Avoiding escalation between NATO, Ukraine and Russia is what is at stake in the videoconference interview scheduled for today between Joe Biden and Vladimir Poutin. According to what is known, the American president should try to dissuade his Russian counterpart from invading Ukraine.
US intelligence officials say Russia has massed around 70,000 troops near its border with Ukraine and that the Kremlin has started planning for a possible invasion early next year.
Is Russia really ready to intervene militarily in Ukraine, as during the war in 2014 which led to the annexation of Crimea, or does it want to send a message? The insight from Robert Burns, Associated Press journalist-analyst:
So President Putin responded to Western complaints about Russian troop movements near Ukraine. Putin said, ‘Well, what I want is guarantees, a kind of legal assurance that the ‘NATO and its member countries, like the United States, are not going to continue to move east, to the Russian borders, and put their troops in Ukraine or elsewhere along the Russian periphery.’ “
Moscow therefore wants a guarantee that Ukraine will not join NATO. However, neither Kiev nor Washington want to make such a commitment even if, in fact, the procedure for Ukraine’s accession to the Western military alliance, although open, seems frozen.
Last night, Washington, on the other hand, has already made it known that if Moscow were to take action, the United States would respond.

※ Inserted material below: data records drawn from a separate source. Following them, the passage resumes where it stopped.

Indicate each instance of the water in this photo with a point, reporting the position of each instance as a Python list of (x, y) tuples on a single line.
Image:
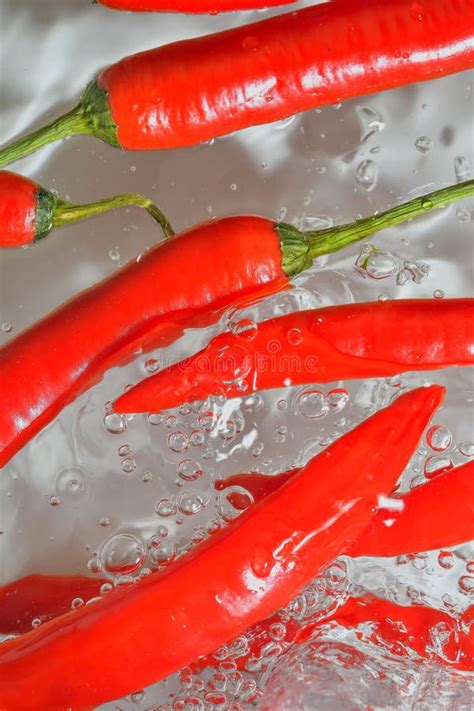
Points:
[(99, 494)]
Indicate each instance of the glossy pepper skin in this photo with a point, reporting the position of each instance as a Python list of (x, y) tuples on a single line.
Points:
[(28, 212), (366, 340), (403, 630), (194, 90), (190, 6), (248, 571), (266, 71), (438, 514), (18, 205)]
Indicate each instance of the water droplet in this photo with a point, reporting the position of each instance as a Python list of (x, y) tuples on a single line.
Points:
[(245, 328), (178, 442), (155, 418), (312, 404), (190, 503), (463, 215), (71, 484), (466, 584), (423, 144), (115, 423), (437, 465), (94, 565), (152, 365), (467, 449), (462, 168), (439, 438), (128, 465), (165, 508), (189, 470), (370, 123), (367, 174), (122, 554), (294, 336), (337, 399), (417, 11)]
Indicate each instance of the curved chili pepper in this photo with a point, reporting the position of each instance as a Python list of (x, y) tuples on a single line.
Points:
[(133, 637), (191, 91), (187, 280), (28, 212), (438, 514), (42, 597), (403, 630), (322, 345), (191, 6)]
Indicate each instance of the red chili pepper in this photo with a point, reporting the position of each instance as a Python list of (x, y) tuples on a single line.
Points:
[(191, 91), (28, 212), (191, 6), (438, 514), (187, 280), (403, 630), (133, 637), (42, 597), (321, 345)]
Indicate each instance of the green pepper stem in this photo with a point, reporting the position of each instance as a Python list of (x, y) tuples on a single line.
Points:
[(65, 213), (73, 122), (335, 238)]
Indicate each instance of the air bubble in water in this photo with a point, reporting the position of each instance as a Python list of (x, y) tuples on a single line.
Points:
[(165, 508), (370, 123), (189, 470), (461, 168), (367, 174), (439, 438), (122, 554), (178, 442), (312, 404), (115, 423), (164, 554), (190, 503), (446, 560), (337, 399), (423, 144), (155, 418)]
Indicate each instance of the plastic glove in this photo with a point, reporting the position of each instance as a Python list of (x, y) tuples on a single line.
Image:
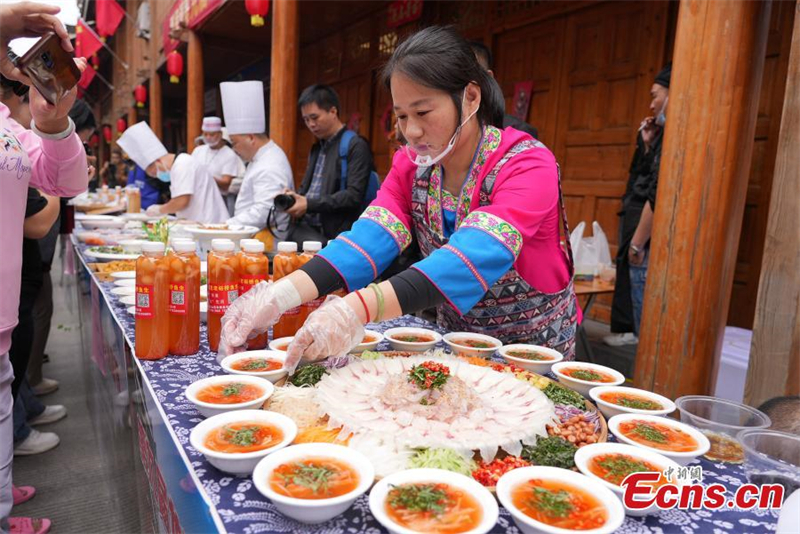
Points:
[(332, 330), (249, 316)]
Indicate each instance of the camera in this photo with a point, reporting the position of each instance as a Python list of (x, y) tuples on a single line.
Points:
[(284, 202)]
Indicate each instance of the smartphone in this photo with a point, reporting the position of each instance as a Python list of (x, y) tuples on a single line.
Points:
[(51, 69)]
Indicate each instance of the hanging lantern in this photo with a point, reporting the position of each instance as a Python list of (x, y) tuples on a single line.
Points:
[(258, 9), (174, 66), (140, 95)]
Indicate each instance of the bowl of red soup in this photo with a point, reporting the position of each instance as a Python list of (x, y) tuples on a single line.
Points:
[(262, 363), (610, 463), (616, 400), (677, 441), (234, 442), (412, 339), (225, 393), (469, 344), (432, 501), (534, 358), (314, 482), (551, 500), (583, 376), (369, 342)]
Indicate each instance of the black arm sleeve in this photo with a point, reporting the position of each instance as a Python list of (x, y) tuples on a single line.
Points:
[(323, 275), (415, 292)]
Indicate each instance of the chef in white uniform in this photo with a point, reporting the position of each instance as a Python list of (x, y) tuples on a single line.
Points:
[(195, 195), (268, 171)]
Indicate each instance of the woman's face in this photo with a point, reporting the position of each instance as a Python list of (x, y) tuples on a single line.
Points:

They would respond “favorably” to a demand for an increased military presence from their NATO allies in Eastern Europe. And then they would support the Ukrainian army more. They also brandished the threat of heavy economic sanctions.
And the leaders of France, Germany, Italy and the United Kingdom, have also all said they are determined that “the sovereignty” of Ukraine “is respected”.
Meanwhile, in Ukraine, President Volodymyr Zelensky has appeared alongside his army on the eastern front in Donbass, near Donetsk, which has been in the throes of fighting with Russian separatists since 2014.
It had just commemorated 30 years since the creation of the Ukrainian army after the explosion of the Soviet Union and the country’s independence in 1991.